Georges Simenon was one of the most popular detective writers of the twentieth century. Born in Belguim, died in Switzerland, he wrote in French an his 400 novels sold over 500 million copies. Of his 400 novels (a number equaled by Australia’s Carter Brown), Simenon wrote some 192 under his own name and the rest under various pseudonyms. His most well-known novels are his Inspector Maigret series, short punchy detective novels that focus on concise episodes and do not try to deal with global themes. His Maigret novels began in 1930 through 1972, some 42 years. Often, the French publication was followed quickly (or within a few years) with an English translation. Most modern English readers are familiar with the Penguin Classics translations which came out beginning in 2013 through 2020.

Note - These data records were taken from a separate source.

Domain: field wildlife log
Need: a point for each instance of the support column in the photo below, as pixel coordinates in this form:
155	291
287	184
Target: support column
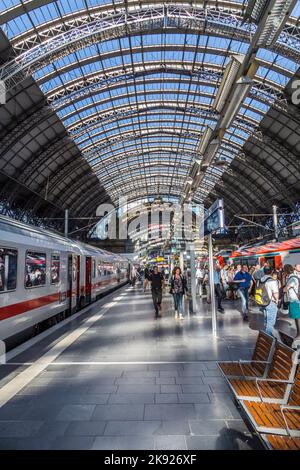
66	222
212	286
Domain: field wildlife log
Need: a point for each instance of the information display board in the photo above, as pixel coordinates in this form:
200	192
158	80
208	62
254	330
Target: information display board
214	219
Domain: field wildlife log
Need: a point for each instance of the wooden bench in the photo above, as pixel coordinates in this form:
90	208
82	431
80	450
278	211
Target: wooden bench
282	372
277	418
275	442
258	365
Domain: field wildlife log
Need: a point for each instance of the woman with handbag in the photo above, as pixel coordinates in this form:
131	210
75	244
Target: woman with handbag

Maigret at Liberty Bar was originally published in French in 1932 and in English in 1940. It has also been published as Maigret on the Riviera. The action here takes place in Antibes, which is on the Mediterranean between Nice and Cannes. Maigret, who primarily is based in Paris, is sent here to investigate a death and instructed quite explicitly to avoid any dramas. Brown had lived in the villa for about ten years off a private income with two women, his mistress Gina Martini, and her mother. They lived without a maid and the estate was filthy. Maigret is told a butcher saw a car weaving and assumed Brown was drunk. When it crashed into a rock, two women got out and started running toward town carrying three suitcases. The police searched the villa the next morning and a gardener found Brown’s corpse fully dressed. The two women, now in police custody, said Brown pulled up, and fell down on the steps with a knife right between the shoulder-blades. Thinking the police would not believe any explanation, they buried hi and made off with money and objects of value.

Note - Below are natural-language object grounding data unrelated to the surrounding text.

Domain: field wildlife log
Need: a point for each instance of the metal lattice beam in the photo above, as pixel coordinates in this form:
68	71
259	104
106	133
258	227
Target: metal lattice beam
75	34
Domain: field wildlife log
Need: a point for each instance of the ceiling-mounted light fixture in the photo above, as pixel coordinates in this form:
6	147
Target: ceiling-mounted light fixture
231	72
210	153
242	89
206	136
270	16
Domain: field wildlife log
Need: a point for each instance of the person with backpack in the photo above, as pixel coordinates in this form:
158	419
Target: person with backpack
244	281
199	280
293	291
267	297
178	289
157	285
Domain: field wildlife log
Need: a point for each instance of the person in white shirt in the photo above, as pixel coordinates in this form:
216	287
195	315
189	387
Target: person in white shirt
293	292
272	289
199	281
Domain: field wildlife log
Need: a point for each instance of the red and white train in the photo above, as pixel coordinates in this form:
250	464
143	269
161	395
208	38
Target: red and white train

Maigret thought about the world of Brown and his women, one of a world “sticky with sunshine, the scent of mimosas and sickly sweet flowers, drunken flies, cars gliding over softened pavement.” When he spoke to the two women back in the villa, he found that the girl had a full figure, almost too buxom, “she was a classic psuedo femme fatale.” The mother was a ghastly sight. Maigret is puzzled and wonders how on earth did a fellow like Brown spend ten years with these two women, who could only tell him that they rarely went out and every month Brown would go away for three or four days to fetch money and come home filthy, stinking of alcohol. He would bring home two thousand francs each month and in the second half of the month they would have to tighten their belts. Maigret looks around the house and finds that it is “A cross between a den, where animals live in their own stench, among leftover food and excrement, and a bourgeois interior, with all its preening pomposity.”
Maigret is puzzled, but decides he will find out what bar Brown went to when he disappeared for days and came home stinking drunk. His explorations, of course, lead him to the Liberty Bar, a place at the end of the road, where the fat proprietor Jaja, her half-naked friend Sylvie the drug addict whore, and Yan, a sailor, spent time. The Liberty Bar was the essence of noir, a place where time stood still and Maigret was not even sure it was real. “Wasn’t the Liberty Bar the last port of call, when you had seen everything, tried everything by way of vices?”